My DD's school has the same setup during test week. I don't think it's a big deal. DD quite likes the peace and quiet! As someone else said, they get their normal break and lunchtimes so it's not as though they are tied to their desks.

DD is in Y10 now and Y10s are allowed to bring a laptop/tablet (not phone) to use during revision times, which increases their options. In previous years when this was not allowed, she did struggle to bring enough paper revision items to occupy her. She did, however, bring a book in, and she really enjoyed some long reading sessions in a quiet atmosphere.

When they have a double lesson (eg afternoon) of revision, your DD could ask the teacher at the start of the session whether they could have a 5-minute movement/chat break in the middle. If it is refused, she could email the head of year after exam week to propose that this be offered by teachers in future years.

Unless your child has a special need which is not met by this arrangement, I would just advise her how to use the time effectively. This isn't a hill to die on.

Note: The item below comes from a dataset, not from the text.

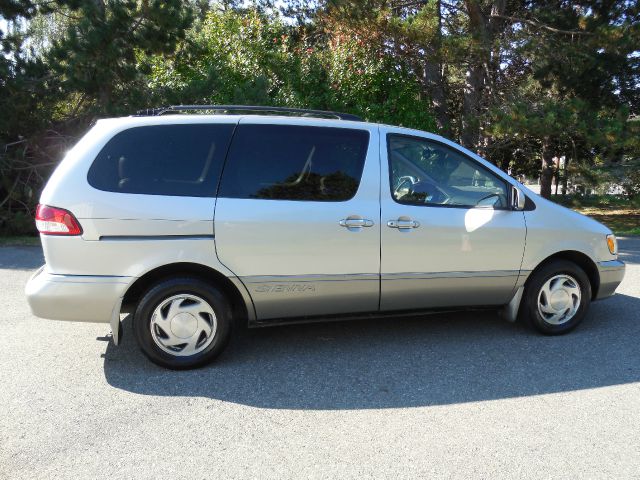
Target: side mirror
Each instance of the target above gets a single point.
(517, 198)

pumpkin1976 · 18/05/2026 13:44

LetItGoToRuin · 18/05/2026 10:03

My DD's school has the same setup during test week. I don't think it's a big deal. DD quite likes the peace and quiet! As someone else said, they get their normal break and lunchtimes so it's not as though they are tied to their desks.

DD is in Y10 now and Y10s are allowed to bring a laptop/tablet (not phone) to use during revision times, which increases their options. In previous years when this was not allowed, she did struggle to bring enough paper revision items to occupy her. She did, however, bring a book in, and she really enjoyed some long reading sessions in a quiet atmosphere.

When they have a double lesson (eg afternoon) of revision, your DD could ask the teacher at the start of the session whether they could have a 5-minute movement/chat break in the middle. If it is refused, she could email the head of year after exam week to propose that this be offered by teachers in future years.

Unless your child has a special need which is not met by this arrangement, I would just advise her how to use the time effectively. This isn't a hill to die on.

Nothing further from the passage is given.